Another possibility might involve random processes. The processes of genetic evolution that change the brains of animals during their evolution might also be put here. This process of genetic evolution forms the creative core of simple animals and simple organisms, but in more complex organisms, the creative core may be a neurological entity.
So let’s go back from the inside of the onion to the outside in order to sum things up: At the core of the system is a creative core that can extend the meta-programs, i.e. the mechanisms that produce new programs in the system, and extend them in such a way that the system can learn new things (i.e. generate new programs) it could not generate before, i.e. it can learn totally new ways of learning. Let’s call this the level of creativity or Level 0.
The next layer is the layer of meta-programs, i.e. programs that produce other programs, e.g. by combining programs and data into new ones. One could say that these programs contain programming-know-how. We can call this the meta-(program)-layer or learning-layer or Layer 1.
The next layer is the layer of programs that act on data. These represent both skills in doing something with the effectors or the system (i.e. motor knowledge (movement skills etc.) and knowledge of how to produce language) and cognitive or thinking skills, i.e. ways or patterns of thinking, e.g. the know-how of doing logical inferences or doing calculations. We can call this the program layer or skill layer, or Layer 2.

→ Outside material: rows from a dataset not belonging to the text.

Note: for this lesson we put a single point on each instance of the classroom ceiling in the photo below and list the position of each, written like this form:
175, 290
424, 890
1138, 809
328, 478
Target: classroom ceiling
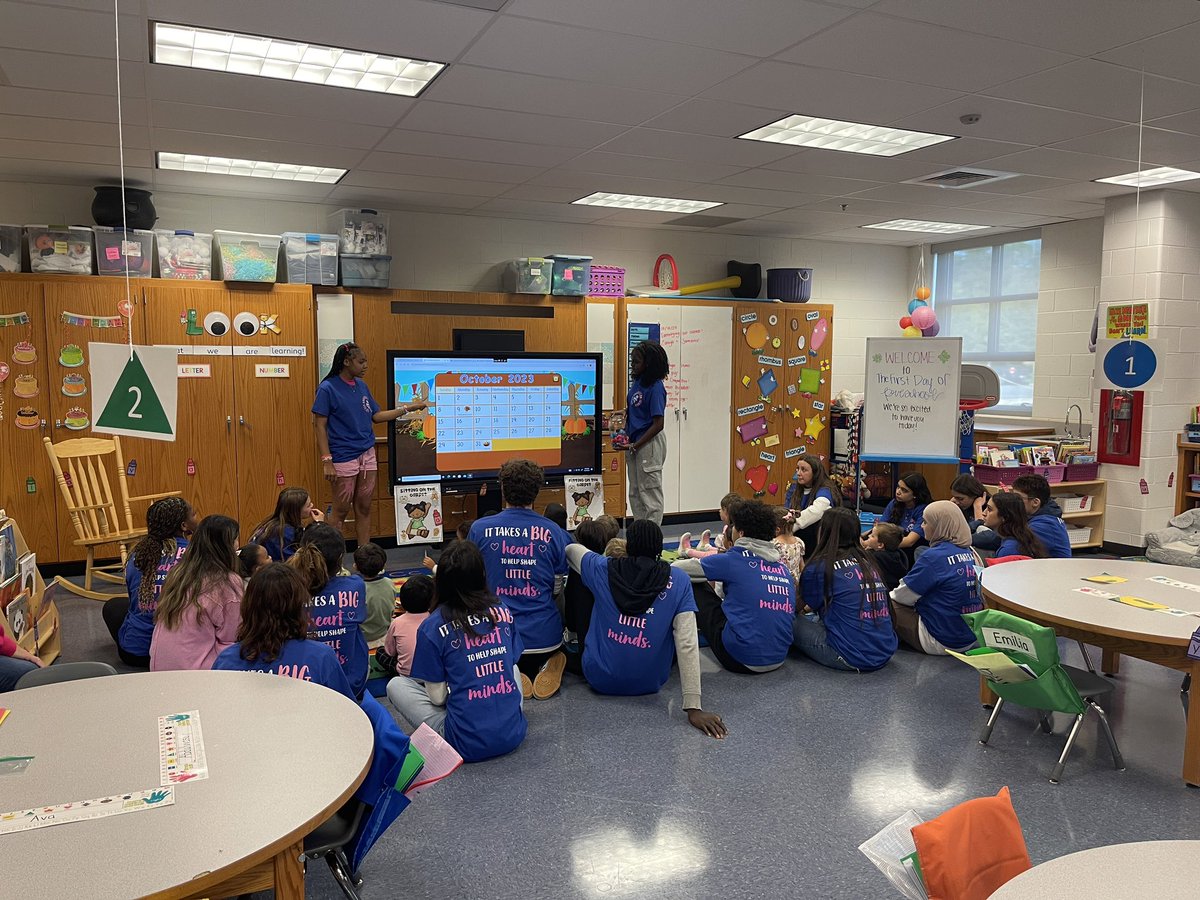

The programs in Layer 2 act on data that forms the data layer or Layer 3. The data in the data layer originates in the senses or results from the execution of programs in layer 2. We may think of the data as representing information or knowledge about the world, including the cognitive processes inside the system itself.
Layers 1, 2, and 3 together may be modelled as an algorithm. In each stage of its development, it might be described by a formal theory. The system that consists of Layers 0 to 3, however, cannot be modelled as an algorithm or formal theory. The extension process of layer 0 might depend on a “trigger” or a random event that originates in layer 4 (and ultimately 5 and 6) and lies outside the mathematical structure of layers 1, 2, and 3, i.e. it might depend on the physicality of the system.
Layer 4 then consists of the sensors and effectors through which we interact with our surroundings.
Layer 5 consists of the world around us that we influence. We can call this the layer of culture or of civilization.
Layer 6 is what is outside that sphere of influence. We may call it the layer of nature.